Le mie giornate lavorative trascorrevano piacevolmente tranne quando avevo, per forza di cose, contatti con le sorellastre di Cenerentola; ogni volta che mi vedevano continuavano a ridacchiare e trascorrevano sempre la maggior parte del loro tempo a sgranocchiare rumorosamente patatine. In realtà il loro comportamento mal si addiceva all’etichetta di fascinosa raffinatezza che si erano autonomamente appiccicate addosso. Invece gli anziani avevano appiccicato a me l’etichetta di “quella brava” per cui mi dispensavano sorrisi, mi regalavano caramelle, mi raccontavano le loro storie. Ascoltavo le farneticazioni di Irma e di Pino, ridevo con Eva, cercavo di dare consigli a Giulia che mi parlava dei goffi tentativi del povero Paolo, guardavo negli occhi Silvano. Ero passata da operaia di una catena di montaggio di membra umane al fare con calma, dare tempo, sapere ascoltare, sapere aspettare. Nel mio vocabolario c’erano nuove parole che avevano un peso: sintonia, empatia, assertività, pazienza. Avevo sviluppato una sensibilità nuova, avevo affinato la mia capacità di ascolto, avevo imparato a ragionare con gli occhi, avevo capito che l’assenza di responsività non necessariamente corrisponde all’assenza di consapevolezza, avevo visto l’importanza delle piccole grandi cose e della parola dignità, avevo imparato a pesare i ricordi.
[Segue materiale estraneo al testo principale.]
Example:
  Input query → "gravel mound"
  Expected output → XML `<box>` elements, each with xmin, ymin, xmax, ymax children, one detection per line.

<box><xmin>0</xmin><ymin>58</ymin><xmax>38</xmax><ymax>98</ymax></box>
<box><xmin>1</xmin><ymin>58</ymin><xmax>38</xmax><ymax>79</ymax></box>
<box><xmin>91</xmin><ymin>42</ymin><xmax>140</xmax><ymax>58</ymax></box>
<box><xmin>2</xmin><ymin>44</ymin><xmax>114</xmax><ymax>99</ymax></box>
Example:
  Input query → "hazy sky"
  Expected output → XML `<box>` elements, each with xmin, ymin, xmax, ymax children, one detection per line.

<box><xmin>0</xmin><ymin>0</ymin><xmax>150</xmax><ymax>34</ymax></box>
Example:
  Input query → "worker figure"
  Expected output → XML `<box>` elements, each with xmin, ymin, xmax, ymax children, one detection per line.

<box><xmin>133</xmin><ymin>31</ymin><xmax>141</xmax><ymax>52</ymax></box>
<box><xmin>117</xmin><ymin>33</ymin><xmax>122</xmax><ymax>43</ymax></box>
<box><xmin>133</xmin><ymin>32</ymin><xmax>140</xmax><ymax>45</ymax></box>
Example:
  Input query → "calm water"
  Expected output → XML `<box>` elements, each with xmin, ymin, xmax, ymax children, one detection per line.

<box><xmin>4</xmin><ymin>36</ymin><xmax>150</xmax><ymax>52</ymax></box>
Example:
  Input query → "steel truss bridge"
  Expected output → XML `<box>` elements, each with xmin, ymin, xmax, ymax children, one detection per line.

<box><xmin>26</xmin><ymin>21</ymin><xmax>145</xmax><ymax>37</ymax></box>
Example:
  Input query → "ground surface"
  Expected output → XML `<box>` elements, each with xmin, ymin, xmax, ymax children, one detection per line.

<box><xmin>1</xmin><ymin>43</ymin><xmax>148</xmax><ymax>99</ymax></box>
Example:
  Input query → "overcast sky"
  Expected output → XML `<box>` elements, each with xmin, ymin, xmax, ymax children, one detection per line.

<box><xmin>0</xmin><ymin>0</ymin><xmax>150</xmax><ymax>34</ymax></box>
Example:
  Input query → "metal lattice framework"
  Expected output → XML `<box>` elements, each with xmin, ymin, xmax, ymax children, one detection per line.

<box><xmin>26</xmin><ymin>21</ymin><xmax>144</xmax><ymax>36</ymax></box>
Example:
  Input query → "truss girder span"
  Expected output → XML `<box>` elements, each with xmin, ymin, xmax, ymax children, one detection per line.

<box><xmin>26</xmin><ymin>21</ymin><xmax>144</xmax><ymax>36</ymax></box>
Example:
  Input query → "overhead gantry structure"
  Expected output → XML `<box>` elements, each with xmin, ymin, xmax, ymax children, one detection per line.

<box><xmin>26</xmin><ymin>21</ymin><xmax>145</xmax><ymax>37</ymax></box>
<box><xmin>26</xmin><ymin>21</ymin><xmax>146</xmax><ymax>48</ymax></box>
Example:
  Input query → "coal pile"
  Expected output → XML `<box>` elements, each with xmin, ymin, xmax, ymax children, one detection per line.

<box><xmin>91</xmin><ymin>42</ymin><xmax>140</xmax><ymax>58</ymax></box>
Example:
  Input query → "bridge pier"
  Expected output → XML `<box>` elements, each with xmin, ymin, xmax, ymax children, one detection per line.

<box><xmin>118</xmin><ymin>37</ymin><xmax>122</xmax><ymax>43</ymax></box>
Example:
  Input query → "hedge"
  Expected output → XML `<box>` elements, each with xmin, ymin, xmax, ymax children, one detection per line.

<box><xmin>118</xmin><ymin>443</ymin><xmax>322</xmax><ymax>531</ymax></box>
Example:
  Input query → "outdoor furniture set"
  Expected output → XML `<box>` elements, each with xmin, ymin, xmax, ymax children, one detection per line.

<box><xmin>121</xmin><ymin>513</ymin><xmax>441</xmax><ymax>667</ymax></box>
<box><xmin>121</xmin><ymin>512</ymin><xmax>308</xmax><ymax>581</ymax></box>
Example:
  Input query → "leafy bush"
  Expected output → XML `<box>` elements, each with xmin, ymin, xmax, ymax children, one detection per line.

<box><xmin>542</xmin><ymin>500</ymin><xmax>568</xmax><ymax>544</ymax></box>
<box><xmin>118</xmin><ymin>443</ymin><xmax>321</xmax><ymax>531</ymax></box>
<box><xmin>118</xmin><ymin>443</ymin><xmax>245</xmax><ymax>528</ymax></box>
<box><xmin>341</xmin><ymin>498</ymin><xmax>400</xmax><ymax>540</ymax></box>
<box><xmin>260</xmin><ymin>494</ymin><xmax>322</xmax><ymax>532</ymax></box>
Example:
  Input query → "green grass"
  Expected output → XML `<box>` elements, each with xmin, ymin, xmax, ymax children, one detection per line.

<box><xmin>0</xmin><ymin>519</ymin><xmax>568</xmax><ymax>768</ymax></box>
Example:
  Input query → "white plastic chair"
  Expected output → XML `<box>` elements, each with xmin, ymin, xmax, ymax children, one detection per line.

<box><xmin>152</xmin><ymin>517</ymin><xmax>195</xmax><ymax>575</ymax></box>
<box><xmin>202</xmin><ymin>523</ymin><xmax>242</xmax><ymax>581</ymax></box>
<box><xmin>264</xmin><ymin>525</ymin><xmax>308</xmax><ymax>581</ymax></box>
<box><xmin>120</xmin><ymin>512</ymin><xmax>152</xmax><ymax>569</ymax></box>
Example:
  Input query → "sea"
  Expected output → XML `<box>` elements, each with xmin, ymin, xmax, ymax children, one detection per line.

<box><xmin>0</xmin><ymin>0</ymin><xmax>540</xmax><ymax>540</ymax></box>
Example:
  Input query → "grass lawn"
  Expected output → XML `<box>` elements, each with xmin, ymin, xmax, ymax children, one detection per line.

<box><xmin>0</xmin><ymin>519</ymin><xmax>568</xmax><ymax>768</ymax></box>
Appena potevo davo una sbirciatina a Gemma; ella non amava gli spazi comuni, le feste, il chiasso, lo stare in gruppo; la trovavo sempre nella sua camera, intenta ad esaminare le sue cose del suo piccolo mondo in scatola. A volte bussavo, entravo e facevo due chiacchiere con lei, a volte semplicemente mi limitavo ad osservarla; anche se era da sola non era isolata, era nel suo mondo che, se pur staccato da quello reale, aveva un senso. Il senso dei ricordi.
Un giorno però sono dovuta andare via. Nonostante mi fossi ben ambientata in quel mondo che inizialmente mi sembrò surreale, colsi al volo un’opportunità che mi consentiva di uscire dal vortice del pendolarismo. Così sparii all’improvviso, da un giorno con l’altro, proprio come ero arrivata. Qualcuno dei miei ospiti era rammaricato, altri non se ne sono neanche accorti… o forse si…chissà. Ovviamente mi è dispiaciuto salutare Gemma, sapevo che non l’avrei più rivista. Nella tristezza del mio ultimo giorno, poco prima di andar via mi ha chiesto di fare una foto insieme. Sono finita nella sua scatola per sempre.